Heilsweg statt Harmonieprinzip
Denn Gott war in Christus und versöhnte die Welt mit sich selbst und rechnete ihnen ihre Sünden nicht zu.
2. Korinther 5,19
Ich hörte gerade in einem Beitrag von Bayern 2 „Versöhnung und Versöhnlichkeit – Wie kann man Wut und Hass beenden?“, dass Versöhnung ein christlicher Begriff ist, aber es gäbe Ähnliches im Islam und in asiatischen Kulturen. Hier wird in harmonieheischender Weise vermieden, grundlegende Unterschiede zu benennen – gerade bei einem zentralen Begriff wie ‚Versöhnung‘ führt das zu einer irreführenden Gleichsetzung. Es mag zweifellos richtig sein, dass man auch im Islam und im Buddhismus Traditionen der Vergebung und des inneren Friedens kennt. Doch das christliche Verständnis von Versöhnung geht tiefer und hat eine andere Struktur.

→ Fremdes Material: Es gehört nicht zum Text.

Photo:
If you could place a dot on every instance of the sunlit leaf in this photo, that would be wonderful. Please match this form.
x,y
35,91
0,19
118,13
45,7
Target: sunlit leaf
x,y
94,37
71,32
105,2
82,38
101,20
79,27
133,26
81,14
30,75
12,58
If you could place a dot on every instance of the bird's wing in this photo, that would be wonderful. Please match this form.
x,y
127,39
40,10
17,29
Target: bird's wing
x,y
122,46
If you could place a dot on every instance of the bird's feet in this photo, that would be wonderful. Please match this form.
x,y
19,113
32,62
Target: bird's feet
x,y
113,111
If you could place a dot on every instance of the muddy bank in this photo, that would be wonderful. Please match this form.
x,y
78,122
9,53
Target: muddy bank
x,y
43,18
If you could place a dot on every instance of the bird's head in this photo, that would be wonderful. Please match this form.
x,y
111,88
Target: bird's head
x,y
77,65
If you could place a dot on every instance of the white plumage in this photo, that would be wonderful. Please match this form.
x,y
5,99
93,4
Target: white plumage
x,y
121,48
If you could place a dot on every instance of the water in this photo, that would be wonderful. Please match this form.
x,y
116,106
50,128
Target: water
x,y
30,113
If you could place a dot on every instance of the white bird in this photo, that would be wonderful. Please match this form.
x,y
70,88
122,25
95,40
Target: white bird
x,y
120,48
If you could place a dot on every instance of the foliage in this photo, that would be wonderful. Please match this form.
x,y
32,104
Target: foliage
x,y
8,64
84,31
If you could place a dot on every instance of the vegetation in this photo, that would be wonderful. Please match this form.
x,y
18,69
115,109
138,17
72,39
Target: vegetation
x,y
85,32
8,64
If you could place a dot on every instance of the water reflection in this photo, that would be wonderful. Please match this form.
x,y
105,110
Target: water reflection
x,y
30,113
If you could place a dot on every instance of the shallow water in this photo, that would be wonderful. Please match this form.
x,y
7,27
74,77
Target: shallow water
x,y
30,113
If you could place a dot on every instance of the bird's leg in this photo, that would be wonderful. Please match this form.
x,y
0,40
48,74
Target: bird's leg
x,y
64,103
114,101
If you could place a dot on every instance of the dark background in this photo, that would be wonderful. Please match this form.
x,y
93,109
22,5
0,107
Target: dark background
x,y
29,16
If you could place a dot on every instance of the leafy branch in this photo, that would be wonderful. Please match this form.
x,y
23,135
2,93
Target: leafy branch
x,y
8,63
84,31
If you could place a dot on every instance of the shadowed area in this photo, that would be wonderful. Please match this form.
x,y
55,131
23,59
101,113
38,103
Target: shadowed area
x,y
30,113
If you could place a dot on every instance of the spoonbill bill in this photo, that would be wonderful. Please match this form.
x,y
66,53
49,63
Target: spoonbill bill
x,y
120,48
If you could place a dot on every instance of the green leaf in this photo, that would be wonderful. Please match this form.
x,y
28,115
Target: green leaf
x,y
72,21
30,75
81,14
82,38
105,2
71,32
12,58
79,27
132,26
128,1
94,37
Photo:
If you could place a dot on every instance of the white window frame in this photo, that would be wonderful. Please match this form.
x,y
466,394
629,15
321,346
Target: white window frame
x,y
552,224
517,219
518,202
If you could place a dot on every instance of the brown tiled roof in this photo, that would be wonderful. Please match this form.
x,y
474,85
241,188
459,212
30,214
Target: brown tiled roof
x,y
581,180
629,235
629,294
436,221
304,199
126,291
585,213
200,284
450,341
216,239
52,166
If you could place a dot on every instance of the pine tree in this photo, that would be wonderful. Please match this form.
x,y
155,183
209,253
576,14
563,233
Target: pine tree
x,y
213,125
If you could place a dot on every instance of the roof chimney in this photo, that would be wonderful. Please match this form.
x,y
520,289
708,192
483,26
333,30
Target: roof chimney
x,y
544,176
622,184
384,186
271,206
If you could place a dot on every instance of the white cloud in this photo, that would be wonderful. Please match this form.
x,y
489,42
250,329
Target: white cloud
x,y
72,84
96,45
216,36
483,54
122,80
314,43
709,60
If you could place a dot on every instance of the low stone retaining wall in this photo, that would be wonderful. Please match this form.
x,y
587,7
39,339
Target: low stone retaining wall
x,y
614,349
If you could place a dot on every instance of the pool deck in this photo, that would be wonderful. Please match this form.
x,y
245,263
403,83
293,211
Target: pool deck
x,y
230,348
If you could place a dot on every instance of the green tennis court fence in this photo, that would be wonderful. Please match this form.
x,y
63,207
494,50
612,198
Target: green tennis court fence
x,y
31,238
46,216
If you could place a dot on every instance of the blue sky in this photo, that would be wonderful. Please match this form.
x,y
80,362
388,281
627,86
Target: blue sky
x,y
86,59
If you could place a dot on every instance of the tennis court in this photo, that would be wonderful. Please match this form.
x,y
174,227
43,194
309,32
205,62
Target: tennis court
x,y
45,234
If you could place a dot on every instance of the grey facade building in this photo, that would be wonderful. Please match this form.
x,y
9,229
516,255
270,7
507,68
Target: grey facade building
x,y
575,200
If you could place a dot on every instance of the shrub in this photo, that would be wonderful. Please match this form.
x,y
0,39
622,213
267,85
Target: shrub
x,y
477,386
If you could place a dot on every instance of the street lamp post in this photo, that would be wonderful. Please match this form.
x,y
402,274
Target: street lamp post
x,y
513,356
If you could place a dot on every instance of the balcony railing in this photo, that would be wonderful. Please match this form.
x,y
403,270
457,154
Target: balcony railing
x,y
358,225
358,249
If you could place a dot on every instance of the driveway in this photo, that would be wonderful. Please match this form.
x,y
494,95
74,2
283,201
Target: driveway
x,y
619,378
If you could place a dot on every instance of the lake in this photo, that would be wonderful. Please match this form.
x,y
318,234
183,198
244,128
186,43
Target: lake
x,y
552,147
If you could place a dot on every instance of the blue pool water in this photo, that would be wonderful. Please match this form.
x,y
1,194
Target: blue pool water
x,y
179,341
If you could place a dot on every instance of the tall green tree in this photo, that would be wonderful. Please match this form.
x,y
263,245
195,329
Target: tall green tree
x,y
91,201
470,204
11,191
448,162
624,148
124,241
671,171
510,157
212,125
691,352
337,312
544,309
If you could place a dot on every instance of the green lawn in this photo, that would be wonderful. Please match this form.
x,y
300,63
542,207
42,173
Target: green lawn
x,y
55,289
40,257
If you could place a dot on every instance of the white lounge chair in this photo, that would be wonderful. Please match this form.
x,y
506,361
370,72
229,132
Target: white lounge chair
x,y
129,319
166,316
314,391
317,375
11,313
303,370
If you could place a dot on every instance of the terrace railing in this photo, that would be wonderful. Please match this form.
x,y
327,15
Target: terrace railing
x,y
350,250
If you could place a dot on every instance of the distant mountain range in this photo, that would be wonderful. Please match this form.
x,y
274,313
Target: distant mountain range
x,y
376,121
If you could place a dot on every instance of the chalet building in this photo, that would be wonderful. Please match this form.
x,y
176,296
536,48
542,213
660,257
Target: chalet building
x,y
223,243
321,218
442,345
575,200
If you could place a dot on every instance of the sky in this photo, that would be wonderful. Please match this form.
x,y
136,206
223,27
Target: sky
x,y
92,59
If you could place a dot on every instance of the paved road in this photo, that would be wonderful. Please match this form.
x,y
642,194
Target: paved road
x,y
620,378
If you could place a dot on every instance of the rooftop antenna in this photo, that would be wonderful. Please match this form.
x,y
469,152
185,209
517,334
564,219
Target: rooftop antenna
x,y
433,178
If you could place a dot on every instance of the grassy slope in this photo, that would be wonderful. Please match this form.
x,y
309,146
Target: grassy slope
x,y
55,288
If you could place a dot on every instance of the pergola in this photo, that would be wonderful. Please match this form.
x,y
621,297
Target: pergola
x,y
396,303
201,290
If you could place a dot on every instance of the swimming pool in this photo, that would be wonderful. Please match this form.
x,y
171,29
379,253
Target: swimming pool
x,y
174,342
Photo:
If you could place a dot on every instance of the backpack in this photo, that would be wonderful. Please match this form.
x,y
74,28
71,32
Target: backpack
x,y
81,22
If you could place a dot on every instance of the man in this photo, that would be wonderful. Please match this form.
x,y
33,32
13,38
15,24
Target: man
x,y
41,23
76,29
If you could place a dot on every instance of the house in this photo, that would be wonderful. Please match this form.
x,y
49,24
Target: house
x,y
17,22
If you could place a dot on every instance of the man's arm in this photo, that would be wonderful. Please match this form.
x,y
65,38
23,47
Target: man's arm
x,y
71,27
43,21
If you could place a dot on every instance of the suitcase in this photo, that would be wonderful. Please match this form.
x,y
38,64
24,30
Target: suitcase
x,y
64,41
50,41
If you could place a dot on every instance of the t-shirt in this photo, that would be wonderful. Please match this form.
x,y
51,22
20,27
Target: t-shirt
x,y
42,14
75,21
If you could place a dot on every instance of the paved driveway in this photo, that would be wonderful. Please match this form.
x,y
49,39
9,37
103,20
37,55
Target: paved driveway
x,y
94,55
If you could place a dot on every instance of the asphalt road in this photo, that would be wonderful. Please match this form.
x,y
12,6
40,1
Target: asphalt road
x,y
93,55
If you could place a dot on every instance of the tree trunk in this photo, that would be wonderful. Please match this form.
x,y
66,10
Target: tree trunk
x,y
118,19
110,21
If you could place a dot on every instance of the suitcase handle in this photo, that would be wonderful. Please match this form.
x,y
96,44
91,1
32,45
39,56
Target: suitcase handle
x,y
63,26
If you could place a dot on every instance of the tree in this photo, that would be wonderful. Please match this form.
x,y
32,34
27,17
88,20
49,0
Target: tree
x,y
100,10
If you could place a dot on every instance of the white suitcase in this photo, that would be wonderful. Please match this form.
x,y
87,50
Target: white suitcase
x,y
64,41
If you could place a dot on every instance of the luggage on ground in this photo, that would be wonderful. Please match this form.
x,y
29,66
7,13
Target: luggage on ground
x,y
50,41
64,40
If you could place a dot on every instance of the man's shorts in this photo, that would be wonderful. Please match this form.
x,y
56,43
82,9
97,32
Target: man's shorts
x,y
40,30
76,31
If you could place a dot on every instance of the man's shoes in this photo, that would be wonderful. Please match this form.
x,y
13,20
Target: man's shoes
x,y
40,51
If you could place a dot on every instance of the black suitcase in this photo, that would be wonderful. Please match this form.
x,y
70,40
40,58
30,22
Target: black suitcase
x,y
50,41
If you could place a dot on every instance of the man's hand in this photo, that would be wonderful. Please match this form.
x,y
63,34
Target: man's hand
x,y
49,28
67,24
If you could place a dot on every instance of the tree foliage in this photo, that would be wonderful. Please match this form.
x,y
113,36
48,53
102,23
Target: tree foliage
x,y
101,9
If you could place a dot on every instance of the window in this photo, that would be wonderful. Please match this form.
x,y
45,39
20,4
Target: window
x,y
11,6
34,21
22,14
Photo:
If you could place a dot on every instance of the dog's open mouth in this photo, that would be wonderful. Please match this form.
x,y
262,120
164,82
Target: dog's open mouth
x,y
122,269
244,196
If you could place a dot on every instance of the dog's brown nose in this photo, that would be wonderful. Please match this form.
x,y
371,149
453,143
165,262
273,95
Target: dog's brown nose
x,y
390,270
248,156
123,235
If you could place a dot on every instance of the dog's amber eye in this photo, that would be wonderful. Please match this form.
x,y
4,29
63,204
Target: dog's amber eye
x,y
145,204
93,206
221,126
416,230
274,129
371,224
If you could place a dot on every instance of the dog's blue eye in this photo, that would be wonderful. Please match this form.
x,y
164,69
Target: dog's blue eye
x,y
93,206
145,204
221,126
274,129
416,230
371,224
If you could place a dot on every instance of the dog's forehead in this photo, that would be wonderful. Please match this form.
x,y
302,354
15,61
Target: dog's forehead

Paulus sagt: „Gott war in Christus und versöhnte die Welt mit sich selbst.“ Hier wird deutlich: Versöhnung ist nicht zuerst ein moralischer Auftrag, sondern ein göttliches Ereignis. Gott überbrückt die Kluft, die der Mensch nicht überwinden kann. Gott kommt in Christus zu uns, trägt Schuld, heilt die Trennung und schafft einen neuen Anfang. Nur das Christentum versteht Versöhnung als Heilsgeschichte: Gott selbst handelt, um den Menschen zu retten und die Beziehung zu erneuern. Deshalb ist christliche Versöhnung nicht nur Konfliktlösung, sondern Neuschöpfung. Wer sich von Gott versöhnen lässt, wird selbst zum Botschafter der Versöhnung – nicht aus eigener Kraft, sondern aus der Kraft dessen, der uns zuerst geliebt hat.
Gebet
HERR Jesus Christus, du hast die Trennung zwischen Gott und Mensch überwunden. Lass deine Versöhnung in uns lebendig werden. Amen.